A obra é autofinanciada pela proposta do Cepac –Certificado de Potencial Adicional de Construção– (que permite obter através da parceria com a iniciativa privada os US$ 200 milhões em que as desapropriações e o custo da obra estão orçadas), com desapropriações (mínimas) pagas à vista pelo valor de mercado determinado pela Justiça.
O prolongamento da Faria Lima é visto assim pelo ex-prefeito J. C. Figueiredo: "Uma obra necessária, que já de há muito deveria ter sido realizada. Uma situação que se agravou com o tempo, pois a av. Faria Lima se comporta como a segunda artéria econômico-comercial de São Paulo, ombreando-se com a av.

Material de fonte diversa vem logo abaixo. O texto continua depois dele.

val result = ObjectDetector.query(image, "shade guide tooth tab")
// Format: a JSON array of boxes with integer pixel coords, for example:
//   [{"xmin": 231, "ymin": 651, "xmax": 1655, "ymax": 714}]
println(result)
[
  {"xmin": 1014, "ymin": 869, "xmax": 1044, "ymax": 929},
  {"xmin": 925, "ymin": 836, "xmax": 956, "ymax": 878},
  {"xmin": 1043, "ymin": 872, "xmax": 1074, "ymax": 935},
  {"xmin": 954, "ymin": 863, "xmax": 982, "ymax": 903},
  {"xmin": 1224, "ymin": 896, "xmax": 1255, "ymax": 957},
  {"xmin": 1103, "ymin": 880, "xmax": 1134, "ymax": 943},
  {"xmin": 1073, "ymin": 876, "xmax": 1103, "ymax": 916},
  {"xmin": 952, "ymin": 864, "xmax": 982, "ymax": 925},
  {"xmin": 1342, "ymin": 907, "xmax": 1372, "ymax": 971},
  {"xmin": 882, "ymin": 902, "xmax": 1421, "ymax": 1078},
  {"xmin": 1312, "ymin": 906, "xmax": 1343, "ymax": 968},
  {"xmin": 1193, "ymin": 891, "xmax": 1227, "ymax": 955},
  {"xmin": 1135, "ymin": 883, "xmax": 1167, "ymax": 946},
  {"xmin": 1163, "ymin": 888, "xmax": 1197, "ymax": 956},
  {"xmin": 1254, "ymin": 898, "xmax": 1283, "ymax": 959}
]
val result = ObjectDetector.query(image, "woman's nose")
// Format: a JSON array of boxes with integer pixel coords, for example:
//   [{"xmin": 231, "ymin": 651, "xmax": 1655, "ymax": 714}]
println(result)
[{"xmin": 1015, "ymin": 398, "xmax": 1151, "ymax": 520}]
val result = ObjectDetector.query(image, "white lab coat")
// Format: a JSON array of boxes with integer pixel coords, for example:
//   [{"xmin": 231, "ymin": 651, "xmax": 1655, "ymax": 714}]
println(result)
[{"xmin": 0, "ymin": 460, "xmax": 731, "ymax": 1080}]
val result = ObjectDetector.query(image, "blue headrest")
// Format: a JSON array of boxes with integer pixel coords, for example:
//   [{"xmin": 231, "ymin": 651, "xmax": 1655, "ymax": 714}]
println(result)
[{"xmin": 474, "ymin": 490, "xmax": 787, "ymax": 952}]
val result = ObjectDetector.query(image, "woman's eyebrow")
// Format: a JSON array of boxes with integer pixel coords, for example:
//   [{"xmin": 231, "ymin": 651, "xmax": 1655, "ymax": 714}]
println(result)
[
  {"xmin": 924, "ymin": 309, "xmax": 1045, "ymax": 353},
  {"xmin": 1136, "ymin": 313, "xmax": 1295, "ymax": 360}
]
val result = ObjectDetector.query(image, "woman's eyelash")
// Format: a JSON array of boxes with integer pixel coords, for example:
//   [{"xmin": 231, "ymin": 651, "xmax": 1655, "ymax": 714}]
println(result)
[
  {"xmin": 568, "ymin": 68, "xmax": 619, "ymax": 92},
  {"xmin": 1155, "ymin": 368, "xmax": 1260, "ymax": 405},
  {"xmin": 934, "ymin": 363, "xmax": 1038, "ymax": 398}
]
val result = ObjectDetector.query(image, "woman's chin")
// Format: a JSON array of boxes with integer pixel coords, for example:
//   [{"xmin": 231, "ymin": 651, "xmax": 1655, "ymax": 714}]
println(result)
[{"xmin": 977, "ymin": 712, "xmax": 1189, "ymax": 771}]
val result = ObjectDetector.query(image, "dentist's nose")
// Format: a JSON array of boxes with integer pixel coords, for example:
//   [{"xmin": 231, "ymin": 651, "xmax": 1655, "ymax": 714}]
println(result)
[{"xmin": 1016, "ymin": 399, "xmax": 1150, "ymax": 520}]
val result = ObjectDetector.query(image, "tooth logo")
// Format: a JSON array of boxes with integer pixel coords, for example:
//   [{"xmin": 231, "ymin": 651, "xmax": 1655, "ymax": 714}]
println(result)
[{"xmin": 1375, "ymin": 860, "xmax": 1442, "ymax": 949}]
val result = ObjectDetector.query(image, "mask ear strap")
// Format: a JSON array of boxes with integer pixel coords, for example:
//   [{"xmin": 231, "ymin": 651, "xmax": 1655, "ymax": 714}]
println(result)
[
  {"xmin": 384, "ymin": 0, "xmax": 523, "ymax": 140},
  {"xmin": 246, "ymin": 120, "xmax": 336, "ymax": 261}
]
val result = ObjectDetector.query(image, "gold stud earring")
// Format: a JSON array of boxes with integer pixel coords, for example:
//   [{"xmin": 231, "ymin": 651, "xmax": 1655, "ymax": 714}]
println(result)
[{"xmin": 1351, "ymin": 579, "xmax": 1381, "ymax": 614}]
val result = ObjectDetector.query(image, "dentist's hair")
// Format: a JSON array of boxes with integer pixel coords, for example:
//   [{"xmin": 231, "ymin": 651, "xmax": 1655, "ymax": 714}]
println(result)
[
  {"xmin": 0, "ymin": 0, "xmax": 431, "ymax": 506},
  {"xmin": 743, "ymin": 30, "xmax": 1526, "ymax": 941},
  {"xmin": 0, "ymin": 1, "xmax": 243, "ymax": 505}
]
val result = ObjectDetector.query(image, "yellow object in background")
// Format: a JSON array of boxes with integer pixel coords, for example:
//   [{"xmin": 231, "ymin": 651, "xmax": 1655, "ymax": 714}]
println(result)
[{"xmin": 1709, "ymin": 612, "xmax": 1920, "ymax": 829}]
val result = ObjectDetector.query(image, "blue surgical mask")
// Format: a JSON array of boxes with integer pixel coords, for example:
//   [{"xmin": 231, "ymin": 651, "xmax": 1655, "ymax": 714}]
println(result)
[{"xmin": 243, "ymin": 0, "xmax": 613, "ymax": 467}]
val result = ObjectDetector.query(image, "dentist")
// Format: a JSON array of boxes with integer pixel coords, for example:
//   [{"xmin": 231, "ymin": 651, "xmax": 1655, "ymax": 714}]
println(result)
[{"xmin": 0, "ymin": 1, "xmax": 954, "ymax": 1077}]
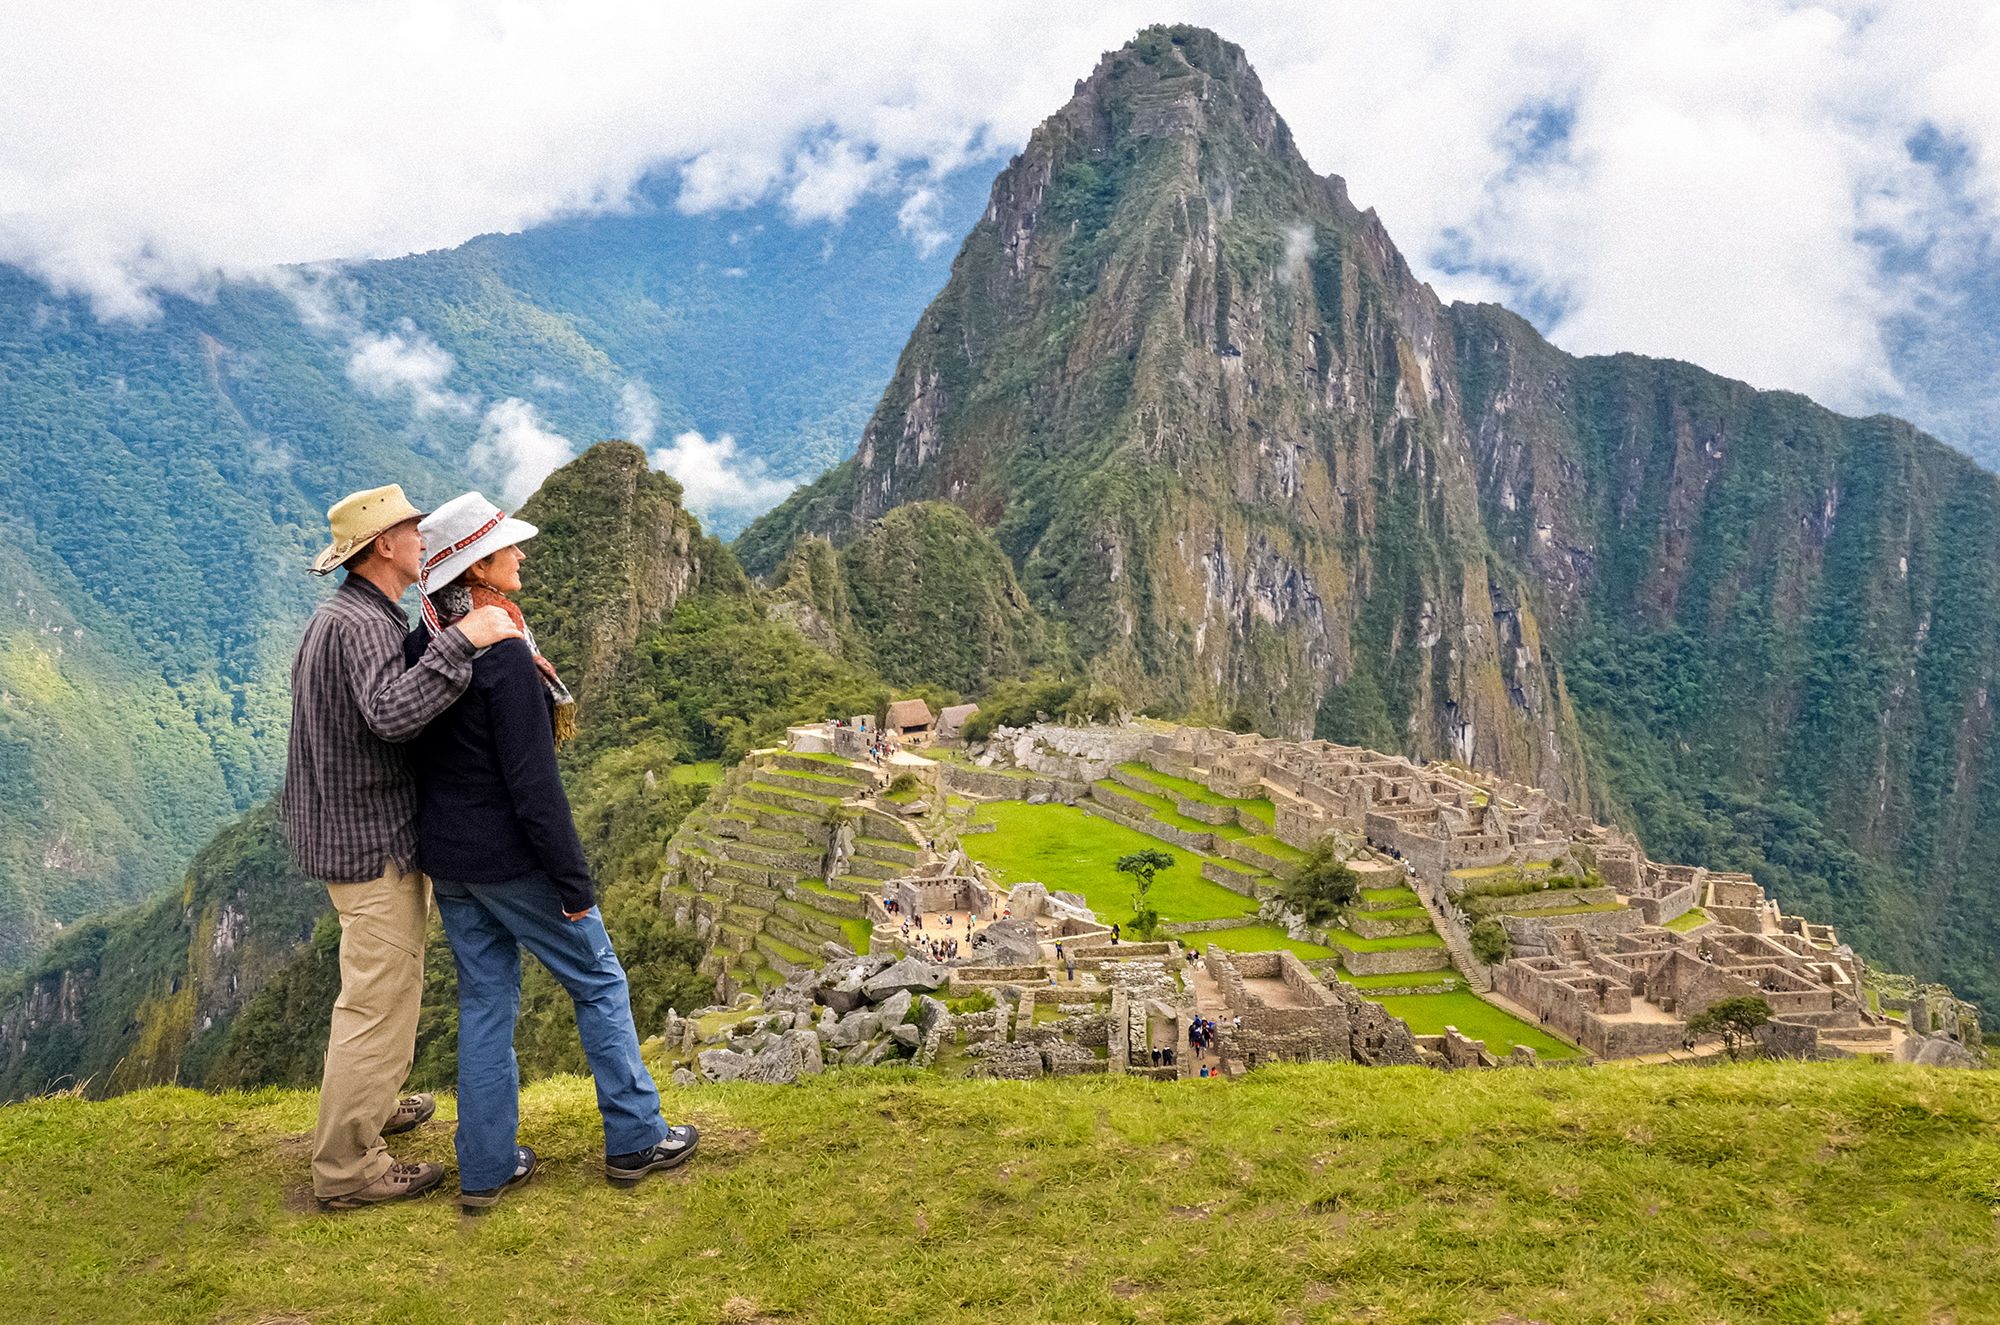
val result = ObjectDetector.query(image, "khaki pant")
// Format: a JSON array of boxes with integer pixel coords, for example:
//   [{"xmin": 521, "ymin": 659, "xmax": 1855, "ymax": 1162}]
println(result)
[{"xmin": 312, "ymin": 863, "xmax": 430, "ymax": 1198}]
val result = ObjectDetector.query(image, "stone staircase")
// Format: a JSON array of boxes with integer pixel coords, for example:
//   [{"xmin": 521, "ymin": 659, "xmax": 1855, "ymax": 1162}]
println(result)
[{"xmin": 663, "ymin": 750, "xmax": 927, "ymax": 998}]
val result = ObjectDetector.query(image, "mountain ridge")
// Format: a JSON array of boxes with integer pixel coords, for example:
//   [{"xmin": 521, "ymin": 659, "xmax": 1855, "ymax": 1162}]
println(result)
[{"xmin": 739, "ymin": 23, "xmax": 2000, "ymax": 1005}]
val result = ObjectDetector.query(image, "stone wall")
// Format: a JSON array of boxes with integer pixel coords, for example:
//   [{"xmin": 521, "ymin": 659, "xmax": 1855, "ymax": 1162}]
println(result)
[
  {"xmin": 1632, "ymin": 883, "xmax": 1699, "ymax": 927},
  {"xmin": 1334, "ymin": 941, "xmax": 1454, "ymax": 977}
]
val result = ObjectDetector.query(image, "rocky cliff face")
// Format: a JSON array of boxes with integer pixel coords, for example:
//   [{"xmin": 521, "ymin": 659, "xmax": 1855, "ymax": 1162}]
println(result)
[
  {"xmin": 742, "ymin": 26, "xmax": 1590, "ymax": 801},
  {"xmin": 741, "ymin": 25, "xmax": 2000, "ymax": 1005},
  {"xmin": 514, "ymin": 441, "xmax": 714, "ymax": 702}
]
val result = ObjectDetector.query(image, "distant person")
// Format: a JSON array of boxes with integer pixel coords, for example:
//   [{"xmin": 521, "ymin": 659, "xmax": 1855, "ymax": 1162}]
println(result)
[
  {"xmin": 404, "ymin": 494, "xmax": 698, "ymax": 1212},
  {"xmin": 284, "ymin": 484, "xmax": 523, "ymax": 1211}
]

Paulista, para, muito em breve, superá-la."
Em resumo, a avenida que leva o nome ilustre de Faria Lima, poderá em breve ser comparada à 5ª Avenida ou à Karlmarxsatrasse, segundo a preferência ideológica de cada um. Mas será uma obra concluída em que pese todas as incompreensões, porque o compromisso desta administração não é com ideologias, e sim com o povo, com o desenvolvimento e com o futuro de nossa cidade.

REYNALDO EMIGDIO DE BARROS, 62, engenheiro, é secretário municipal do Desenvolvimento Urbano e presidente da Emurb (Empresa Municipal de Urbanização). Foi prefeito de São Paulo (1979-82).